For more sophisticated tests, ones less likely to be seen in an A/B scenario, you might not be able to reverse the mathematics and get a direct answer, so often people will run simulation studies to guess at the needed sample size.
Nothing's "wrong" with 89.99% - 90% is simply a preferred value. The point of the exercise is not to pick a magic number, but to pick A number and therefore a target sample size before collecting results.
Without something like this, it's very easy to fall into the "we'll collect data until something that looks significant appears" trap.
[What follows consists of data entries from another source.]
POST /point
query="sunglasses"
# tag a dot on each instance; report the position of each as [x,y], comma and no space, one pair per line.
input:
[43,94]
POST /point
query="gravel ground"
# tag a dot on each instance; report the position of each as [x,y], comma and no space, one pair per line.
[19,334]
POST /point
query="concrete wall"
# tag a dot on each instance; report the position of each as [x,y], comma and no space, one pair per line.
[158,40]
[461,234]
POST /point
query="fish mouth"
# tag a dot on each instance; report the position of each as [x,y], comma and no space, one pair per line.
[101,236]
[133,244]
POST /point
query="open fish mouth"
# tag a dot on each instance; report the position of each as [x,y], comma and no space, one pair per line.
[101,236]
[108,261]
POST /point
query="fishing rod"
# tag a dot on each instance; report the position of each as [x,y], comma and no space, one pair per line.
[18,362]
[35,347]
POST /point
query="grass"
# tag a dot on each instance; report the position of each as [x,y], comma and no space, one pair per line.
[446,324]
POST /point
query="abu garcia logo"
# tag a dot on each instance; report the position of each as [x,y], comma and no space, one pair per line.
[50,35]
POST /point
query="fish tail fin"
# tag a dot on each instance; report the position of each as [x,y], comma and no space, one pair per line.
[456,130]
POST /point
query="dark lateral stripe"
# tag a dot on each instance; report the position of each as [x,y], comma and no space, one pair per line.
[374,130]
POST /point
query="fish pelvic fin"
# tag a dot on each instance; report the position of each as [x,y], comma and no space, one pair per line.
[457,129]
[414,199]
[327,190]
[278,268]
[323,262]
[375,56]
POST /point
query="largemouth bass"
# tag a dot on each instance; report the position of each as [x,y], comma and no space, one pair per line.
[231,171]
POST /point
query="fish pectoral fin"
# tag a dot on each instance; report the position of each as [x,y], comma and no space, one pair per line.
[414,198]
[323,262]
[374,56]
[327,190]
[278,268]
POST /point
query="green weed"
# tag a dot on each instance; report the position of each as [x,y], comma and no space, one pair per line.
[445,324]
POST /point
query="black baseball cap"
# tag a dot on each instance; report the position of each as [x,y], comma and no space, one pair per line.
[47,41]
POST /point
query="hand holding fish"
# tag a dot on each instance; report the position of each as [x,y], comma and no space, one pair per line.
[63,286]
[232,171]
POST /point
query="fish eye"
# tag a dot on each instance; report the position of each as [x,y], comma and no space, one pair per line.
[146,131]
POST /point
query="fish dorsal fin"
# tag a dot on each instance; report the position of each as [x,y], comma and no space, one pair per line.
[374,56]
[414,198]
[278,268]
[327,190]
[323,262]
In practice, doing this will lead to what the author talks about under "Stopping tests as soon as you see winning results will create false positives." It doesn't make your data invalid, but it will generally lead to poor methodology if you are not careful.
consider fair coin flip sequences. stopping at arbitrary points of your choice can never really affect anything serious. but you need to make sure you're doing math right, meaning if you stop when something gets a lead you don't use incorrect math that says the coin is biased.
data is data. as long as the method being used to collect individual data points is fine, and they are collected independently, then the data you get as a result is gonna be OK, the rest (like arbitrary stop time) doesn't ruin it. you just have to avoid bad math.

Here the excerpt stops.